Let’s Get One Thing Straight
As humans, we hide behind euphemisms. Nobody dies, they “pass away”. Nobody fails, they’re just “differently successful”. The same is true of dropouts. Nobody wants to say the word.
During my research of dropouts, one thing was most consistent. Not a single research source simply came out and said that the subject was a dropout, left school, or failed to get their diploma. Not once. It’s as if dropping out of school were a venereal disease, having killed one’s parents, smuggling drugs, or dying in a dark alley of a drug overdose. At every turn one encounters such euphemisms as “Limited formal education”, “Left school early to pursue business opportunities”, “Self-taught entrepreneur”, “Chose practical experience over academic pursuits”.
If our 500+ dropouts teach us anything, it’s that leaving school is not a shame or a scandal. In the case of our 500+ dropouts, it’s anything but an escape or dodge. In some cases, our heroes had no choice, in others they left school for a higher duty such as supporting a family or defending their country, and in many cases, simply said, “I’m done. I have all I need, and I’ve better things to do.”
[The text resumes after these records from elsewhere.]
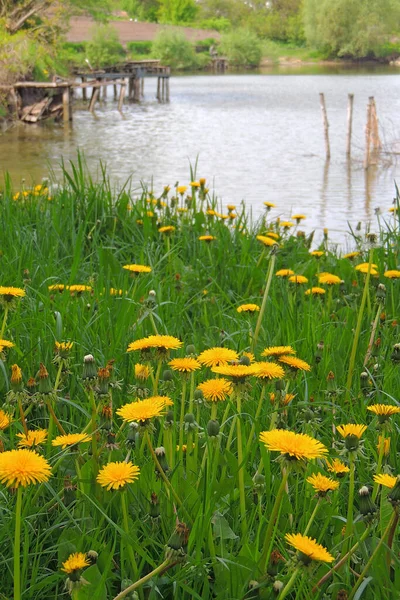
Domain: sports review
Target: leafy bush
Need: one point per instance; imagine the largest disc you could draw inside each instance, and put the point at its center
(139, 47)
(242, 48)
(104, 47)
(174, 50)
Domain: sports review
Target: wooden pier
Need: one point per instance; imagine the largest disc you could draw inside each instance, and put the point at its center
(33, 101)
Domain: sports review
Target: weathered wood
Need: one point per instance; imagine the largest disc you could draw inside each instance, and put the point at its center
(121, 96)
(349, 123)
(367, 155)
(326, 125)
(93, 100)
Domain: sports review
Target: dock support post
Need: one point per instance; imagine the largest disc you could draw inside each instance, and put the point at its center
(326, 125)
(121, 96)
(349, 123)
(67, 113)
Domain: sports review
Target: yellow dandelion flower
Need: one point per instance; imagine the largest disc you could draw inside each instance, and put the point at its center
(137, 268)
(296, 445)
(329, 279)
(160, 342)
(267, 241)
(286, 224)
(337, 467)
(386, 445)
(268, 370)
(70, 439)
(284, 273)
(216, 390)
(384, 410)
(23, 467)
(5, 344)
(5, 420)
(277, 350)
(235, 371)
(322, 484)
(79, 288)
(217, 356)
(117, 474)
(351, 429)
(9, 293)
(385, 480)
(141, 410)
(285, 400)
(351, 255)
(75, 562)
(295, 363)
(184, 365)
(315, 291)
(142, 371)
(299, 279)
(309, 549)
(393, 274)
(248, 308)
(32, 438)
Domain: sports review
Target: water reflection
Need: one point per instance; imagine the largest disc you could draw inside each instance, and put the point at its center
(257, 138)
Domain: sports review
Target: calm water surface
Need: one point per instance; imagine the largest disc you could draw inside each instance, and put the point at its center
(257, 137)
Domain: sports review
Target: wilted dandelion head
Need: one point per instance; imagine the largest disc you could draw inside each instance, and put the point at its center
(294, 445)
(217, 356)
(116, 475)
(23, 467)
(308, 548)
(215, 390)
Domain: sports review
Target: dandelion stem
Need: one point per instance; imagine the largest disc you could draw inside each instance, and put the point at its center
(269, 538)
(372, 557)
(143, 580)
(17, 546)
(264, 301)
(289, 584)
(358, 329)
So before we examine what the dropouts teach us, let’s get one thing out of the way: leaving school is not a crime, not a weakness, not a source of shame. Sometimes it’s a choice, sometimes it’s not. Perhaps if one drops out because they’re too indolent to study and goes on social assistance because they’re too lazy to support themselves, one might find fault. But when our dropouts walked away from their academics to become legendary industrialists, actors, inventors, musicians, explorers, artists, and statesmen, we need to get over our squeamishness about the notion of leaving school before the diploma is earned.
Maybe they were smarter than those of us who have the certificate on the wall and little else to show for it.